While there was no reason to believe her claim was true, it struck me – hard. Dumbfounded, I struggled to make sense of what this was about, what was true and not true. I wracked my brain considering the possibility that the person I had talked with and listened to so deeply hadn’t actually been terminally ill. I wondered whether it could have been someone pretending to be dying in order to feel seen and heard?
Do these things really happen? I grappled with the idea.
I consciously retraced my steps, through every interaction, every response, every answer. It occurred to me that beyond my faith that it was true, I had no way of knowing who had actually been on the other end of that virtual connection.
Doubts plagued me. That night as I tried to sleep, I tossed and turned. A panic began to take hold.
What if none of it had been real at all?
After midnight, feeling anxious and unsettled, I got out of bed. My puppy, Ritter, followed and we went outside. To steady myself, I inhaled deeply of the warm night air as Ritter rolled around in the grass, but my thoughts kept frantically spinning. Suddenly doubled-over, I felt sick with betrayal—both for the possibility of having been duped by another and for the sinking feeling that I may have betrayed myself by trusting implicitly that my connection with this ill woman was divinely orchestrated to get my project off the ground.
Was I a victim to my own desire to trust my hopes and dreams? Was I a victim to my own faith?
What is real? I wondered.
As that panicked question formed in my head, I looked up at the bright full moon and felt the grass, cool and damp, beneath my bare feet.
There had been a reason my sleepless night brought me outdoors.
Ah, I thought, anchoring into my connection to Nature, to the earth.
This is real.
I walked over by our garden and sat cross-legged on the lawn as Ritter crashed in alongside me, thrilled by this middle-of-the-night escapade. His heartbeat pulsed beneath my palm as I nestled it into his fur. With my other hand entwined in the grass, I could almost feel the heartbeat of the earth beating just as wildly.
This, I thought.
The earth beneath me, the warm night air, the stillness, the silence, this ecstatic pup, my place among it all.
This is real.
Gazing up at the moon, I felt a sense of groundedness and safety wash over me, taking the panic and fear along with it. While there was a part of me that knew it was prudent to mentally review my experience with this young woman and try to tease apart what happened, a wiser part of me knew it was more important that I review how it all felt.

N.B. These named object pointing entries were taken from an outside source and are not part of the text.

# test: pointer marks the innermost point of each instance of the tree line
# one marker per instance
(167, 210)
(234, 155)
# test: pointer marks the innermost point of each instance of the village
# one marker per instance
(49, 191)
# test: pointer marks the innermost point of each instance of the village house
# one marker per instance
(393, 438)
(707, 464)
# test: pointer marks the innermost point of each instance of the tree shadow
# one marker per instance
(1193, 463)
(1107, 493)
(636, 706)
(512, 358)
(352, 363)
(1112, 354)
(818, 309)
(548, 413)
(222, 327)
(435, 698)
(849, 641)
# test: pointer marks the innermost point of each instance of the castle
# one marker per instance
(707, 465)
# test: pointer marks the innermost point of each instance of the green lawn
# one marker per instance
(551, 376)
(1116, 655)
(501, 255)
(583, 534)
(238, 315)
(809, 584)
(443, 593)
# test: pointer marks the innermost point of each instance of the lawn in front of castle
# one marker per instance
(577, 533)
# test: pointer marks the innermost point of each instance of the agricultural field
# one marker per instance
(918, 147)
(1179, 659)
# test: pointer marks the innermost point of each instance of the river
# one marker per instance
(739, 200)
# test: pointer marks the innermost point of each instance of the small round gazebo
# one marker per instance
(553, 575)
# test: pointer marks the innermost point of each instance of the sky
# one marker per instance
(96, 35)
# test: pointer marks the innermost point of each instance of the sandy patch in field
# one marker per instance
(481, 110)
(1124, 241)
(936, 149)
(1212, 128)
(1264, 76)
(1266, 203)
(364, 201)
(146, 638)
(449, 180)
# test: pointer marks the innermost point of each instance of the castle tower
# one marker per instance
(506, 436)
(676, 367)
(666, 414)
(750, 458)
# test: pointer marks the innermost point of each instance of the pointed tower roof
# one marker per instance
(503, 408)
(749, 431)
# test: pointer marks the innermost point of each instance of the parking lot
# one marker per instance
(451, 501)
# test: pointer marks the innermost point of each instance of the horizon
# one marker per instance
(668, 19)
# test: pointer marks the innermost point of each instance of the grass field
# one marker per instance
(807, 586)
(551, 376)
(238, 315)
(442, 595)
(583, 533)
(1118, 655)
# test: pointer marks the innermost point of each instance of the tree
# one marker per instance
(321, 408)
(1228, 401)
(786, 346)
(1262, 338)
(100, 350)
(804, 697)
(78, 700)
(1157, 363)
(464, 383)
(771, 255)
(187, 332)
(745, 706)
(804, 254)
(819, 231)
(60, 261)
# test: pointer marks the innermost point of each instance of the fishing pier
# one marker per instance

Everything about it had felt right – how we interacted, how I listened to what was hard as she talked about how quickly she was declining, how I was able to encourage her as she expressed what she needed to share, how my questions naturally shifted from her past experience to how she was and what she needed in the present as she moved through her final days.
Instincts like that can’t be taught. I was grateful to realize that as a result of my experience I now knew I could do the work I was born into this life to do. I felt it like a remembering in my blood and in my bones, like an ancient calling.
That was all I needed to be sure of – myself, my two feet on the ground and my capacity to do the sacred work of inviting people to share their story.
I was being invited to surrender the rest—what was known or unknowable, what was true or untrue. None of that mattered. Whether I had been talking to someone who was actually dying or someone pretending to be, the only thing I needed to know was that I was real – the compassion and understanding and love for the young woman that the experience had garnered in me were as real as the earth beneath me.
This.
This is real.
And if the whole thing had been a ruse?
Then I imagine it as a most elaborate role play designed to call me home to this one unequivocal truth:
I trust myself, my calling, and my purpose.
Christy Moe Marek. Minnesota. The United States.